You might imagine that every tech entrepreneur is just waiting for the moment when they can cash out of their company. But if you’re selling – rather than going for the vaunted IPO – doing the deal can be a complicated process, not to mention an emotional journey. For starters, there’s setting a fair price for the venture. And, if you’ve spent years building the technology behind the company, as well as handling the nuts and bolts of running the business, selling your “baby” can be a defining moment.
If you’re thinking about selling, here are some points to consider.
What’s Your Motivation?
Ask yourself who and what is driving the sale. If you’re looking to cash out, think about the reasoning behind it, and take a long hard look at your long-term career and entrepreneurial goals.
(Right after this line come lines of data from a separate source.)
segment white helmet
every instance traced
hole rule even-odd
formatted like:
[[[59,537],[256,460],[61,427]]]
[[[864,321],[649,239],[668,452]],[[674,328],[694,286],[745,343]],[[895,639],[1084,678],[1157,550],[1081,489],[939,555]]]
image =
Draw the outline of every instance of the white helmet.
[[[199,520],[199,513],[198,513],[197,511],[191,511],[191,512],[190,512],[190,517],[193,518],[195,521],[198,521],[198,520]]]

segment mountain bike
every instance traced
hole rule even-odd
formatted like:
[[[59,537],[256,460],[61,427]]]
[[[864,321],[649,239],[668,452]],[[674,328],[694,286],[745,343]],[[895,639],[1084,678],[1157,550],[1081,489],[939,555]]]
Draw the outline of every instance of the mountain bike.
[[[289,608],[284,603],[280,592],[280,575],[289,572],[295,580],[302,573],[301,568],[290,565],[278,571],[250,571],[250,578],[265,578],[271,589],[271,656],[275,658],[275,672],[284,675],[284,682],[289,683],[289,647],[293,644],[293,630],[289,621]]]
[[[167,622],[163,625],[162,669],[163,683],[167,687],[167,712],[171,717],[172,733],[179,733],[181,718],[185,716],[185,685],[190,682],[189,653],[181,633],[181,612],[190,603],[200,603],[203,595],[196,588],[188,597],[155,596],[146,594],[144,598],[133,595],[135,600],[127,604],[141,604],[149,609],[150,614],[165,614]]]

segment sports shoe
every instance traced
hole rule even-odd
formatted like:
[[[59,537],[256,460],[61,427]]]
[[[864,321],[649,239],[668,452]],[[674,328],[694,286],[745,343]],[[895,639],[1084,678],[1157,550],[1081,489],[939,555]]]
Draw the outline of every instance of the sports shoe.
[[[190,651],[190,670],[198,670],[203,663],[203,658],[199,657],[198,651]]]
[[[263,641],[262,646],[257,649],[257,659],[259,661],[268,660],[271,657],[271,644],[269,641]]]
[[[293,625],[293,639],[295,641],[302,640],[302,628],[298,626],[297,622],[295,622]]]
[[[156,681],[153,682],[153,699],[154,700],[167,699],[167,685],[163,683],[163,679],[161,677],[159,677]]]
Maybe your initial investors are longing to cash out, too, and are pushing for an acquisition. Make sure you’re on board with the move, or see if you can buy them out for a reasonable price. In either case, you’ll want to know the specifics of the deal and if it will sit well with your vision. As part of the sale, you’ll likely be asked to stay on and help lead the company for some period of time. Whatever happens, you’ll want the transition to be a smooth one.
Even when you step down, you’ll forever be attached to the company. Many a tech entrepreneur has walked away only to find the acquiring company pivoting and taking the firm into a totally new direction — or even shutting it down eventually. Be prepared for all possibilities.
What’s Your Worth?
You’ll need some wise counsel to advise you through the process. Hopefully, you already have a great corporate attorney and accountant at the ready — ones who’ve handled acquisitions many times before. If not, find some. Then make sure you understand the terms of the deal. Don’t simply defer to your advisors — ask questions. Get expert advice beyond your legal and accounting team and be an active party in the process. Be prepared for a rigorous investigation of your business plan, customers, financials and operations.
Most legal experts and accountants will tell you that it’s difficult to determine a fair purchase price for a company. But the market will set it. A good M&A lawyer can help you through the process and will keep you from nitpicking the deal to death. That’s a common problem.
Once you settle on the amount but before you sign the papers, you’ll need to understand all of the deal’s terms, in detail. Be sure you’re clear on how you’ll be paid, and that approach is acceptable to you. Will it be a mix of capital and stock options or straight-up money? Will it be wired to your bank account? Will financing be needed? Obviously, this is where a smart lawyer and accountant can help.
Should I Stay or Should I Go?
If you like being the captain of your own ship, you may want to take your leave when the sale’s complete. So be sure you’re clear on how long you’ll be required to stay on after the acquisition if that’s part of the deal, and what kind of authority you’ll have.
Pay special attention to the terms of any non-compete agreement. Those are a common part of most acquisitions. Find out how the agreement defines and limits your working in a similar space. Does the non-compete apply to starting a brand new company, and what type? Typically, the sale price for a tech company is much higher than in other industries, so non-competes can be pretty detailed. The reason: There’s simply more money on the line.
Cashing out of your company can bring you a lot of money and a lot of satisfaction. Plus, it’s a great credential for future opportunities. But it’s not a simple process, and it doesn’t happen quickly. Don’t be rushed, and before you sign make sure you’re as familiar with the deal as you are with your company itself.